SENATE: A Permissionless Byzantine Consensus Protocol in Wireless Networks for Real-Time Internet-of-Things Applications

LANGUAGE English

SOURCE  IEEE Internet of Things Journal, Vol: 7 No: 7 pp: 1478 - 1489

Published Date: Jul. 2020

ABSTRACT

The blockchain technology has achieved tremendous success in open (permissionless) decentralized consensus by employing Proof of Work (PoW) or its variants, whereby unauthorized nodes cannot gain a disproportionate impact on consensus beyond their computational power. However, PoW-based systems incur a high delay and low throughput, making them ineffective in dealing with the real-time Internet-of-Things (IoT) applications. On the other hand, the Byzantine fault-tolerant (BFT) consensus algorithms with better delay and throughput performance cannot be employed in permissionless settings due to vulnerability to Sybil attacks.
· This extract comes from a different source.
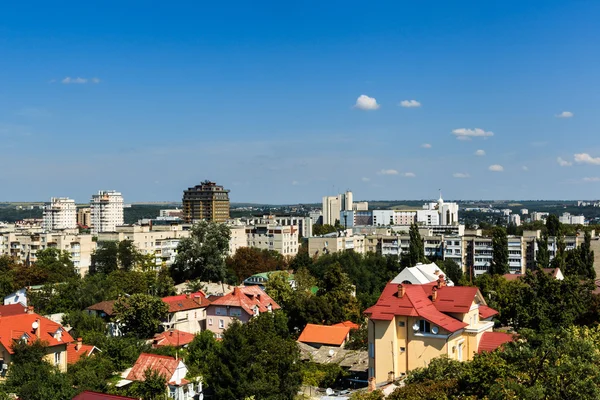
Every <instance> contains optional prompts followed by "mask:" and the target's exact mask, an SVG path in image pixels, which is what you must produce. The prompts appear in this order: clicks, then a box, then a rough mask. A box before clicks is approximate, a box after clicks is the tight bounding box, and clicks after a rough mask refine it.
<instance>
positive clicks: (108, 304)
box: [86, 300, 116, 317]
mask: <svg viewBox="0 0 600 400" xmlns="http://www.w3.org/2000/svg"><path fill="white" fill-rule="evenodd" d="M115 302H116V300H106V301H101V302H100V303H96V304H92V305H91V306H89V307H88V308H86V310H92V311H102V312H103V313H104V314H106V316H108V317H111V316H112V315H113V313H114V310H113V307H114V305H115Z"/></svg>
In this article, we present a Sybil-proof wireless network coordinate-based Byzantine consensus (SENATE), which has the merits of both real-time consensus reaching and Sybil-proof, i.e., it is based on the conventional BFT consensus framework yet works in open systems of wireless devices where faulty nodes may launch Sybil attacks. As in a Senate, in the legislature, where the quota of senators per state (district) is a constant irrespective with the population of the state, “senators” in SENATE are selected from participating distributed nodes based on their wireless network coordinates (WNCs) with a fixed number of nodes per district in the WNC space. Elected senators then participate in the subsequent consensus reaching process and broadcast the result. Thereby, the SENATE is a proof against Sybil attacks since pseudonyms of a faulty node are likely to be adjacent in the WNC space and hence fail to be elected. The simulation results reveal that the SENATE can achieve real-time consensus (consensus delay under one second) in a network of hundreds of nodes.